Il y a 80 ans, le Front populaire
En mai 1936, le Front populaire remporte les élections législatives et porte au pouvoir Léon Blum qui met en œuvre un programme social sans précédent. 80 ans plus tard, la gauche française y voit toujours un modèle d’union.
Le 3 mai 1936, le Front populaire, coalition des socialistes, communistes et radicaux, obtient 376 siège contre 222 pour la droite.
"Victoire ! ", titre L'Humanité du lendemain :
"Le Front populaire entend user de cette puissance non pour créer du désordre comme on l'en accuse, mais pour assurer la réalisation des engagements pris devant le pays. Ainsi seront déjouées toutes les espérances des ennemis du peuple et des fascistes, si durement frappés par le scrutin d'hier. Ces messieurs ont déclaré avant le vote qu'ils n'accepteraient pas le fait accompli, qu'ils se serviraient de la force si le Front populaire venait à l'emporter. La volonté de la majorité de la nation vient de se prononcer contre leurs menées et de repousser vigoureusement leurs mensonges et leurs menaces. La plupart de leurs chefs sont à terre. Malheur à eux s'ils refusent de s'incliner devant le peuple qui vient de leur signifier son verdict. Il appartient à tous les groupements du Front populaire de conserver plus solide que jamais l'unité qui a assuré la déroute de ses adversaires irréductibles."
A droite de l’échiquier médiatique, le ton est grave. Le Figaro explique la victoire de la gauche par “l’influence déprimante du chômage” et les répercussions de la crise sur les commerçants, les employés et les artisans, et en appelle à la responsabilité des socialistes, à qui “il devient impossible de se soustraire aux réalités du pouvoir" :
“Notons que jamais une Chambre n'aura reçu tant de « nouveaux » avec un si petit nombre d'hommes politiques expérimentés pour la conduire.
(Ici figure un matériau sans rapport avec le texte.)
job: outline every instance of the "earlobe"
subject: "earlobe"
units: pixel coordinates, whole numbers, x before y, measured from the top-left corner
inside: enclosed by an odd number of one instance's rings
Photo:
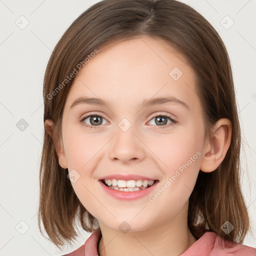
[[[230,146],[232,130],[228,118],[222,118],[216,122],[210,141],[207,142],[203,150],[200,166],[202,172],[213,172],[223,161]]]
[[[44,122],[44,127],[49,135],[52,137],[54,142],[55,142],[55,150],[58,156],[58,164],[64,169],[68,168],[68,162],[66,161],[65,152],[63,148],[62,142],[59,139],[56,139],[54,136],[54,130],[55,124],[52,120],[47,119]],[[56,142],[54,142],[56,140]]]

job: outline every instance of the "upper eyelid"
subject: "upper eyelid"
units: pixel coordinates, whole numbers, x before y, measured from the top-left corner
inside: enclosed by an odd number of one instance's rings
[[[103,115],[104,116],[104,115]],[[171,116],[174,116],[174,118]],[[81,118],[80,120],[84,120],[86,119],[87,119],[88,118],[90,117],[90,116],[100,116],[101,118],[104,118],[104,119],[105,119],[105,120],[106,120],[107,122],[108,122],[108,121],[107,119],[106,118],[105,118],[104,116],[102,116],[102,114],[96,114],[96,113],[92,113],[92,114],[86,114],[84,116],[84,117],[82,117]],[[156,116],[166,116],[168,118],[169,118],[171,120],[176,120],[176,118],[176,118],[176,116],[175,116],[173,114],[163,114],[162,112],[156,112],[155,114],[152,114],[150,116],[150,120],[149,120],[150,121],[151,120],[152,118],[156,117]]]

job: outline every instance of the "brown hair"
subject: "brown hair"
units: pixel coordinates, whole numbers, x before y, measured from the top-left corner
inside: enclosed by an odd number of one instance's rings
[[[242,243],[250,222],[240,185],[240,130],[230,59],[210,24],[192,8],[174,0],[100,2],[72,22],[56,46],[44,84],[44,121],[52,120],[56,126],[54,140],[44,131],[40,168],[40,230],[42,232],[42,220],[50,238],[60,247],[77,236],[76,217],[85,230],[91,232],[96,228],[96,220],[80,202],[67,178],[68,169],[58,164],[54,149],[56,140],[62,138],[64,107],[74,78],[64,85],[63,81],[95,49],[106,42],[140,35],[165,40],[188,60],[196,76],[206,134],[210,134],[211,127],[219,119],[231,120],[231,144],[222,162],[212,172],[199,172],[189,199],[188,224],[196,238],[208,226],[222,238]],[[62,83],[64,86],[56,92]],[[234,227],[228,234],[221,229],[227,220]]]

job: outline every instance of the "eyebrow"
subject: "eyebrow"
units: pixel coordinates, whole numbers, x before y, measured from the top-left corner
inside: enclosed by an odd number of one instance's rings
[[[170,98],[156,98],[150,99],[145,99],[142,102],[142,105],[144,107],[148,107],[154,105],[164,104],[168,102],[178,103],[188,109],[189,106],[184,102],[183,102],[178,98],[173,97]],[[80,104],[88,104],[96,106],[106,105],[109,106],[111,105],[111,102],[109,100],[105,100],[99,98],[92,98],[88,97],[79,97],[72,104],[70,108]]]

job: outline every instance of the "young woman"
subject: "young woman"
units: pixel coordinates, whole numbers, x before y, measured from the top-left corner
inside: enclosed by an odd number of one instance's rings
[[[67,255],[256,255],[230,60],[172,0],[106,0],[56,46],[44,88],[39,224]]]

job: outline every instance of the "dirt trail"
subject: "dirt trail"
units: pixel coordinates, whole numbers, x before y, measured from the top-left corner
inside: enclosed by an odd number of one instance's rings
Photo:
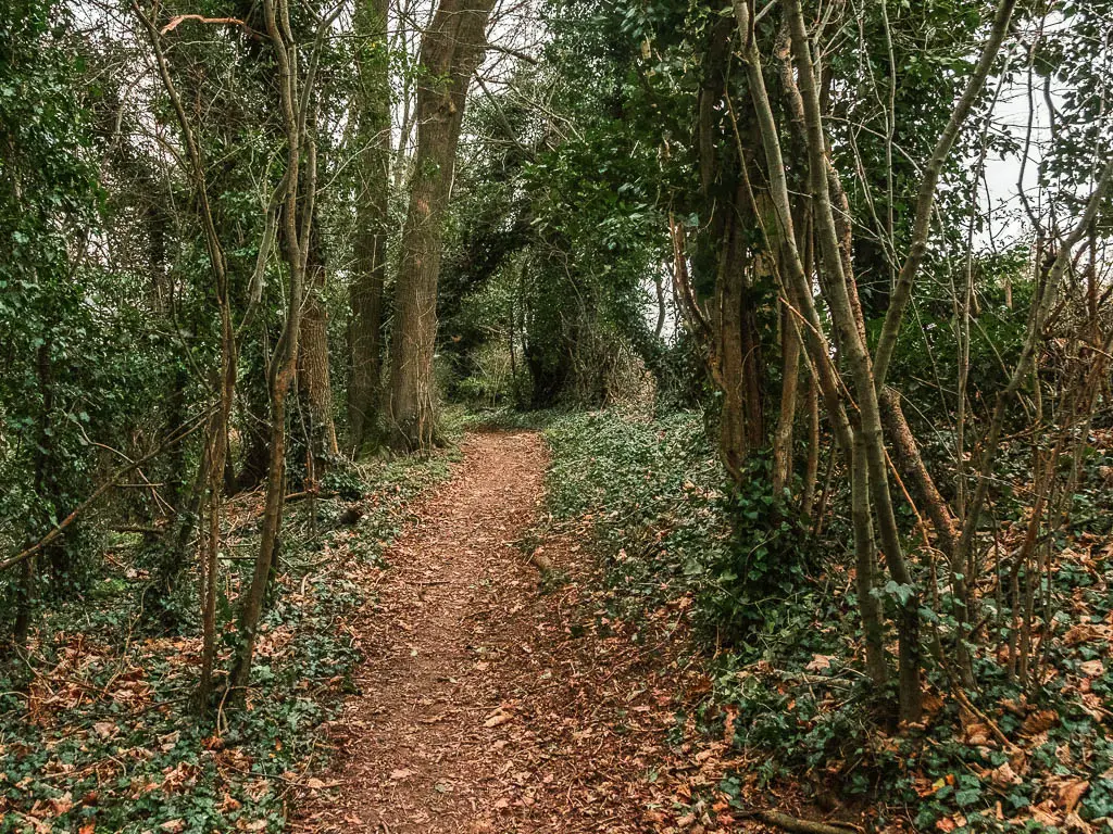
[[[473,434],[463,453],[355,623],[368,659],[333,728],[337,784],[308,798],[299,830],[660,830],[646,785],[674,682],[656,686],[659,663],[570,619],[587,599],[575,544],[546,542],[572,580],[539,593],[515,542],[543,497],[541,438]]]

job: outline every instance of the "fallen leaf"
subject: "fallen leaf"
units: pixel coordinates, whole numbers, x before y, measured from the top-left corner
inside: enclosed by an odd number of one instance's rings
[[[1090,783],[1085,780],[1078,780],[1076,782],[1067,782],[1065,785],[1058,790],[1058,802],[1063,806],[1063,810],[1070,814],[1074,811],[1082,797],[1085,795],[1086,791],[1090,790]]]
[[[808,672],[824,672],[831,667],[831,657],[834,655],[812,655],[811,662],[805,666]]]

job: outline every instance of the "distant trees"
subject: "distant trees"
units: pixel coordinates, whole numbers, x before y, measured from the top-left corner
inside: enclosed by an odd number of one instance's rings
[[[436,439],[433,353],[443,225],[472,73],[486,49],[494,0],[441,0],[421,47],[417,149],[398,254],[387,435],[398,449]]]

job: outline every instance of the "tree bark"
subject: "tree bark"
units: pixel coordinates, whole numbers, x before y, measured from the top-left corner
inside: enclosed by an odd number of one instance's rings
[[[402,232],[391,336],[388,443],[400,450],[436,439],[433,351],[436,285],[467,86],[486,49],[494,0],[441,0],[422,42],[417,87],[417,151]]]
[[[391,88],[386,47],[388,0],[356,11],[359,87],[355,269],[349,288],[348,444],[354,456],[375,439],[382,397],[383,287],[390,230]]]
[[[328,312],[322,292],[325,288],[325,262],[321,238],[311,232],[309,257],[305,270],[305,308],[302,314],[302,332],[298,338],[297,384],[302,401],[308,411],[309,449],[314,473],[319,476],[328,461],[339,454],[336,443],[336,424],[333,420],[333,386],[328,373]]]

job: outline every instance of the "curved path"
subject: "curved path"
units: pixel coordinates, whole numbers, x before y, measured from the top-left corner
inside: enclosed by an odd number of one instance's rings
[[[611,632],[570,540],[546,539],[567,582],[539,593],[519,540],[543,499],[540,436],[473,434],[463,453],[376,572],[335,787],[308,797],[299,830],[666,830],[654,768],[678,679],[658,682],[660,646],[647,663]]]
Les quelques hommes d'expérience qui reviennent au Palais-Bourbon comprendront-ils que l'heure est passée des rivalités de personnes comme des manœuvres de pure ambition ? Il s'agit vraiment, cette fois, du sort historique de la nation française”.
Dans l'attente de la formation du gouvernement, une vague de grèves, avec occupations d'usines, paralyse le pays. C’est la naissance du syndicalisme de masse et un moment fondateur dans l'émancipation de la classe ouvrière.
Nommé le 5 juin, Léon Blum, premier socialiste à diriger un gouvernement en France, annonce qu'il mettra en oeuvre le "programme commun" de la gauche. Le 7, il réunit patronat et syndicats qui concluent en quelques heures les "accords de Matignon : généralisation des conventions collectives, reconnaissance de la liberté syndicale, augmentation générale des salaires (de 7% à 15%) et création de délégués ouvriers élus par le personnel. Suivront les congés payés et la semaine de 40 heures pour tous les salariés.
Cela ne suffit pourtant pas à faire baisser le chômage. Les premiers mois au pouvoir du Front populaire sont ainsi jugés très sévèrement par la presse conservatrice. En octobre 1936 l’Echo de Paris - et "trois cent quotidiens et hebdomadaires nationaux" comme l'indique Le Temps - publie un article à charge intitulé “Quatre mois de Front populaire” :
“Ce gouvernement de soi-disant justice sociale, de soi-disant bien public a multiplié les iniquités sociales. Destinée en apparence à remédier à de trop réelles insuffisances de salaires, la législation issue des accords Matignon a pris le caractère d'une opération politique : elle tend, en effet, de l'assassinat des classes moyennes. De nombreuses entreprises, hier encore prospères, ne pourront plus rémunérer les capitaux qui leur ont été confiés. Celles dont l'équilibre n'était assuré que de justesse sont vouées à disparaître, après épuisement de leurs réserves.”
En quelques mois, les difficultés économiques et les atermoiements du gouvernement face à la guerre civile espagnole achèvent de discréditer Léon Blum et, le 21 juin 1937, le leader socialiste doit remettre sa démission.
Malgré sa chute rapide, 80 ans après son élection, le Front populaire demeure dans la mémoire collective française à l’origine d’avancées historiques ayant donné un élan sans précédent aux loisirs et à la culture. Pour la gauche française, c’est toujours un modèle d’union, qui, en ces temps de division, a de quoi aviver la nostalgie.